Correlation

options(scipen=999)
library(ggplot2)
library(dplyr)
library(reshape2)
library(DMwR)
library(knitr)
library(kableExtra)

BaseballDf <- read.csv("https://raw.githubusercontent.com/akulapa/Data621-Week05-Discussion/master/moneyball-training-data.csv", header= TRUE, stringsAsFactors = F)
BaseballDf$TEAM_BATTING_1B = BaseballDf$TEAM_BATTING_H - BaseballDf$TEAM_BATTING_2B - BaseballDf$TEAM_BATTING_3B - BaseballDf$TEAM_BATTING_HR

BaseballDf_kNN <- BaseballDf %>% 
  select(TARGET_WINS, TEAM_BATTING_2B,TEAM_BATTING_3B,TEAM_BATTING_HR,TEAM_BATTING_BB,TEAM_BATTING_SO,TEAM_BASERUN_SB,TEAM_PITCHING_H,TEAM_PITCHING_SO,TEAM_FIELDING_E,TEAM_FIELDING_DP,TEAM_BATTING_1B)
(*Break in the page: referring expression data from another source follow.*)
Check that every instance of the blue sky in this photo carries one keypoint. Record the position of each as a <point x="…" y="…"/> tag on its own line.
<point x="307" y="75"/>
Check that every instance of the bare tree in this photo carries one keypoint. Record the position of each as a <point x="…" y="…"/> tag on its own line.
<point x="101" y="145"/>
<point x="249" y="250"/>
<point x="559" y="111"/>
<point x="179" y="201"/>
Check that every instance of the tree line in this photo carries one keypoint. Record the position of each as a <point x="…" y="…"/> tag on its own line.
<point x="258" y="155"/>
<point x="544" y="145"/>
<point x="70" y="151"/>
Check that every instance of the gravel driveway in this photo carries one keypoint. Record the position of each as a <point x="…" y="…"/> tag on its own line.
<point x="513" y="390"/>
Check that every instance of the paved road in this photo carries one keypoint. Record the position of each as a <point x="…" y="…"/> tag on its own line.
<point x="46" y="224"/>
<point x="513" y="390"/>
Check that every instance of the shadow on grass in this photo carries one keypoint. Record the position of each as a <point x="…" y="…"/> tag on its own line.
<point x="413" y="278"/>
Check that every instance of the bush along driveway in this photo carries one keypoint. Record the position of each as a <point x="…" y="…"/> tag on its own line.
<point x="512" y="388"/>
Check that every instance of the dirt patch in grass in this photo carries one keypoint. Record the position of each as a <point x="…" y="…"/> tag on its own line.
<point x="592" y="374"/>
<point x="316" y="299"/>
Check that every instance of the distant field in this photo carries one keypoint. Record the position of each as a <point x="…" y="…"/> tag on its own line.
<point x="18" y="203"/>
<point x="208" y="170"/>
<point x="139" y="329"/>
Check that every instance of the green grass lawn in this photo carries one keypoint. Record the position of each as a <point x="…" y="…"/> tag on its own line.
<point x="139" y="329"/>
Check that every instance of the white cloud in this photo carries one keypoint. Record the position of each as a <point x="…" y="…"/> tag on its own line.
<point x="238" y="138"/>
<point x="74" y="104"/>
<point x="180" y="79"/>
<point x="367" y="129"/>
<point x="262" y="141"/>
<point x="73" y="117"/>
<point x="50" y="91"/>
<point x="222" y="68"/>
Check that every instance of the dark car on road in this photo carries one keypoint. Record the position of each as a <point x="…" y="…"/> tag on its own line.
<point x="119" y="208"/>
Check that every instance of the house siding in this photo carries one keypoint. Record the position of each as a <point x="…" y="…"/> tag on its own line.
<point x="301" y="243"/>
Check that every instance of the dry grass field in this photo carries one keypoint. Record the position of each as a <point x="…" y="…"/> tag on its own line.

BaseballDf_kNN <- knnImputation(BaseballDf_kNN, 15, meth='weighAvg')

for(i in 1:ncol(BaseballDf_kNN)){
  BaseballDf_kNN[is.na(BaseballDf_kNN[,i]), i] <- as.numeric(as.character(BaseballDf_kNN[is.na(BaseballDf_kNN[,i]), i]))
}

df <- BaseballDf_kNN %>% 
  select(TEAM_PITCHING_H, TARGET_WINS)

cor.df <- data.frame(Name = "Pearson's", "cor" = round(cor(df, method = "pearson", use = "pairwise.complete.obs")[2],2))
cor.df <- rbind(cor.df, data.frame(Name = "Spearman's", "cor" = round(cor(df, method = "spearman", use = "pairwise.complete.obs")[2],2)))
cor.df <- rbind(cor.df, data.frame(Name = "Kendall's Tau", "cor" = round(cor(df, method = "kendall", use = "pairwise.complete.obs")[2],2)))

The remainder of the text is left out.